The Syrian regime and opposition agreed a "clear agenda" to seek peace for the war-scarred country at talks which ended on Friday, the negotiations' UN mediator said.
Veteran envoy Staffan de Mistura said he plans to invite both sides back to Geneva later this month for a new round of talks, which will include the issue of counter-terrorism at the request of Damascus.
"The train is ready, it is in the station, it is warming up the engine. Everything is ready, it just needs an accelerator," he said at the end of nine days of talks in the Swiss city.
"I believe that we have a clear agenda now in front of us," he told reporters.
The Geneva negotiations, the first since last April, aimed at ending a conflict that began in March 2011 with protests against Syrian President Bashar al-Assad. Its seventh year begins on March 15.
Since then more than 310,000 people have been killed and hundreds of thousands have fled the country, fuelling instability in neighbouring countries and creating Europe's biggest migrant crisis since World War II.
The warring Syrian sides have been joined in Geneva by envoys of key parties including notably Russia, a major ally of Damascus.
But as in previous talks the focus was almost exclusively on the agenda.
Under UN Security Council Resolution 2254 they should be framed in three "baskets" or areas of discussion: governance, constitution and elections.
But Damascus pushed hard for counter-terrorism to be added to the agenda, against fierce resistance from the opposition who said the Syrian regime was "stalling" the talks to avoid engaging with political transition.
The main opposition High Negotiating Committee (HNC) said the latest Geneva talks were "more positive" than previous rounds.
"We are closing this round without (a) clear result... but I can say this time was more positive," HNC delegation chief Nasr al-Hariri told reporters.
"It was first time we discussed in an acceptable depth the issues of the future of Syria and political transition," he added after the talks, the fourth mediated by de Mistura.
The antagonism has been clear in briefings after each session of talks with de Mistura, with the Syrian regime delegation chief Bashar al-Jaafari lashing out at "terrorists" in the HNC.
The HNC meanwhile lamented the lack of a genuine "partner for peace".
The talks had hardly begun last weekend when they were rocked by a suicide assault which killed dozens in Syria's third city Homs.
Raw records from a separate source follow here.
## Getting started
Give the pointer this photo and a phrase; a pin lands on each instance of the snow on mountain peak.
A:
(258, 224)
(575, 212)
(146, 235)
Al-Jaafari demanded after the attacks that terrorism be made a "priority" in Geneva.
Speaking at the end of the talks Friday, the UN mediator conceded that for the moment face-to-face talks are unlikely.
But he held up a photograph of the opening ceremony of the talks last Thursday, when both sides gathered in the same room, albeit only to hear a welcome address by de Mistura.
"This picture is much more than iconic. It is highly symbolic. This was a very special moment," he said, adding: "A psychological barrier was broken".
And he added: "I know there are still people in Syria who still believe that there is a military option or a military solution.
"That is fantasy," he said, adding that only a "political solution that addresses the legitimate aspirations of the Syrian people" would ultimately prevail.